Demonstration of Extensive Ischemia in a Patient With Kawasaki Disease
A 15-year-old boy without cardiovascular risk factors or autoimmune diseases was referred for a 4-year history of chest pain on exertion. His history was remarkable for a febrile illness at the age of 4 months, associated with heart failure and mildly depressed left ventricular function, from which he had made a full recovery.
Four years earlier, exercise gated single photon emission computed tomography was performed because of chest pain on exertion. This did not demonstrate any myocardial ischemia (Figure 1). The boy continued to have limited physical activity because of progressive worsening of chest pain. Dipyridamole first-pass myocardial perfusion stress cardiovascular magnetic resonance (CMR) (Siemens 1.5 T Espree, Erlangen, Germany) was performed and demonstrated a large myocardial perfusion defect in the left ventricular myocardium (Figure 2 and Movies I to III in the online-only Data Supplement) associated with chest pain. Inversion-recovery late contrast-enhanced CMR confirmed the absence of myocardial scar (Figure 3). The 12-lead ECG performed immediately after magnetic resonance showed a diffuse 3-mm ST-segment depression indicative of severe ischemia (Figure 4). The patient underwent conventional coronary angiography that showed an occluded left main coronary artery with proximal coronary aneurysms on the left anterior descending and the left circumflex arteries (Figure 5, black arrows). The distal left main coronary artery was supplied via collaterals arising from the right coronary artery (Figure 5, white arrows). The course of the collateral circulation was demonstrated in front of the trunk of the pulmonary artery on 64-slice computed tomography (Figure 6). The patient underwent coronary artery bypass grafting on the left anterior descending and left circumflex arteries with internal mammary arteries. His recovery was uneventful, and the patient was doing well without angina at the last follow-up visit 6 months after surgery. The occlusion of the proximal aneurysmal left coronary artery was responsible for severe and diffuse myocardial ischemia, which corresponded to a late cardiac manifestation of Kawasaki disease.

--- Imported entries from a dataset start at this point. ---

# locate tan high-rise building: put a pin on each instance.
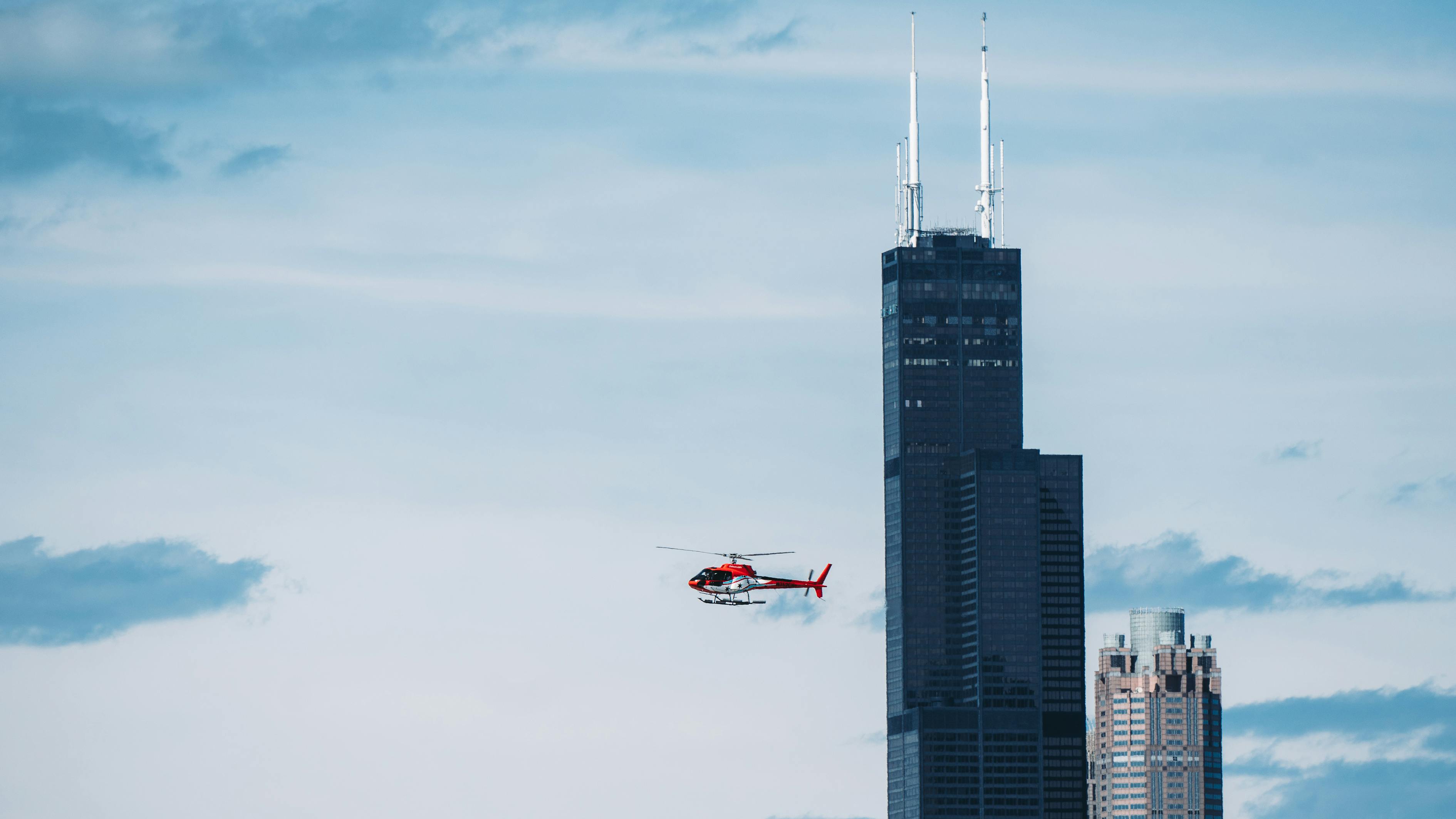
(1157, 724)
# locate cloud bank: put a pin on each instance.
(252, 161)
(39, 140)
(54, 600)
(1174, 568)
(1365, 754)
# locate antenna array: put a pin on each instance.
(909, 194)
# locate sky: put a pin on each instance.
(354, 358)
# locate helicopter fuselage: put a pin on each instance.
(740, 578)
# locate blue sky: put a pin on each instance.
(369, 350)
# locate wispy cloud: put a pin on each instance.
(793, 606)
(39, 140)
(1352, 754)
(252, 161)
(1174, 568)
(1433, 489)
(53, 600)
(171, 46)
(763, 43)
(1299, 452)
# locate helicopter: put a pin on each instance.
(726, 583)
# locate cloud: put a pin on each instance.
(1363, 715)
(874, 620)
(1441, 489)
(772, 41)
(53, 600)
(790, 606)
(1299, 452)
(40, 140)
(1174, 568)
(95, 44)
(1366, 751)
(254, 161)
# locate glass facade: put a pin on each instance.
(983, 552)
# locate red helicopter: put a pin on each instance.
(737, 578)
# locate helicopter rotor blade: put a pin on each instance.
(698, 550)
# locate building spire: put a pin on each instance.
(915, 198)
(986, 207)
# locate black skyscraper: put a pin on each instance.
(983, 550)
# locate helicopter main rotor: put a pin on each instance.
(731, 556)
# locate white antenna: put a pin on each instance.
(986, 207)
(900, 196)
(1001, 204)
(915, 198)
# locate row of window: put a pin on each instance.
(953, 363)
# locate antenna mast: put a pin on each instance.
(988, 204)
(1001, 204)
(915, 200)
(900, 197)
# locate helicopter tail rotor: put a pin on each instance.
(819, 585)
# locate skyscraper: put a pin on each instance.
(1158, 722)
(983, 539)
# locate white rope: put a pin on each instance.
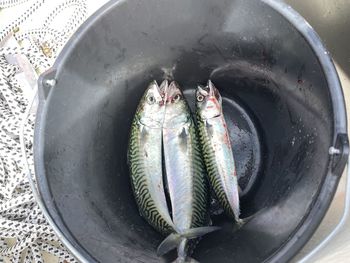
(20, 216)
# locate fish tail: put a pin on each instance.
(182, 253)
(177, 240)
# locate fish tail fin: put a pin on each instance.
(182, 253)
(169, 243)
(176, 240)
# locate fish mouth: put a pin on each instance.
(163, 89)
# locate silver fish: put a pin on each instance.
(145, 159)
(185, 174)
(216, 147)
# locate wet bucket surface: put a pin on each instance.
(282, 101)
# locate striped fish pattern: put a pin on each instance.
(145, 159)
(185, 171)
(217, 151)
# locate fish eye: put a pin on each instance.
(200, 98)
(151, 99)
(177, 97)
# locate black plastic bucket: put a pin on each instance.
(282, 100)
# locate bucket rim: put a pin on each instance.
(311, 221)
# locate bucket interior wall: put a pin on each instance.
(255, 58)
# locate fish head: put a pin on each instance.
(151, 109)
(176, 108)
(208, 101)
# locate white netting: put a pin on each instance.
(24, 232)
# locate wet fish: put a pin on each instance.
(217, 151)
(185, 176)
(145, 159)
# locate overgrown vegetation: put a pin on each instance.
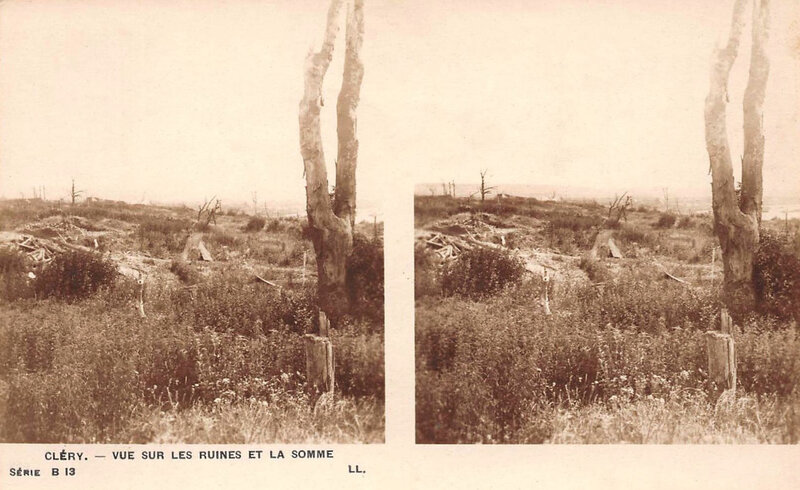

Cardiac sequelae of Kawasaki disease occur in 10% to 15% of patients, with coronary artery dilatation and aneurysms being the most common.1,2 Twenty percent of patients with coronary aneurysms will develop coronary artery stenosis and myocardial infarction.1,2 Although severe obstructive lesions are uncommon, myocardial ischemia may be observed in ≈2% to 4% of children during the follow-up of Kawasaki disease.1,2 In this setting, treadmill stress testing is known to have limited accuracy for detection of coronary artery obstruction.3 Myocardial scintigraphy has shown improved sensitivity for the detection of myocardial ischemia and tissue damage and has become the noninvasive method of choice for the assessment of ischemia and prognosis in these patients.3,4 However, obstructive coronary lesions secondary to giant aneurysms in Kawasaki disease are often proximal, and the presence of diffuse and balanced ischemia may lead to a false-negative scintigraphy. In our patient, dipyridamole first-pass perfusion CMR showed diffuse myocardial ischemia in the setting of total occlusion of the left main coronary artery. The time difference between single photon emission computed tomography and CMR studies precludes direct comparison between the 2 modalities. Because of the lack of radiation and its diagnostic accuracy, stress CMR may play an important role in the detection of obstructive coronary disease, tissue damage, and risk stratification in patients with Kawasaki disease.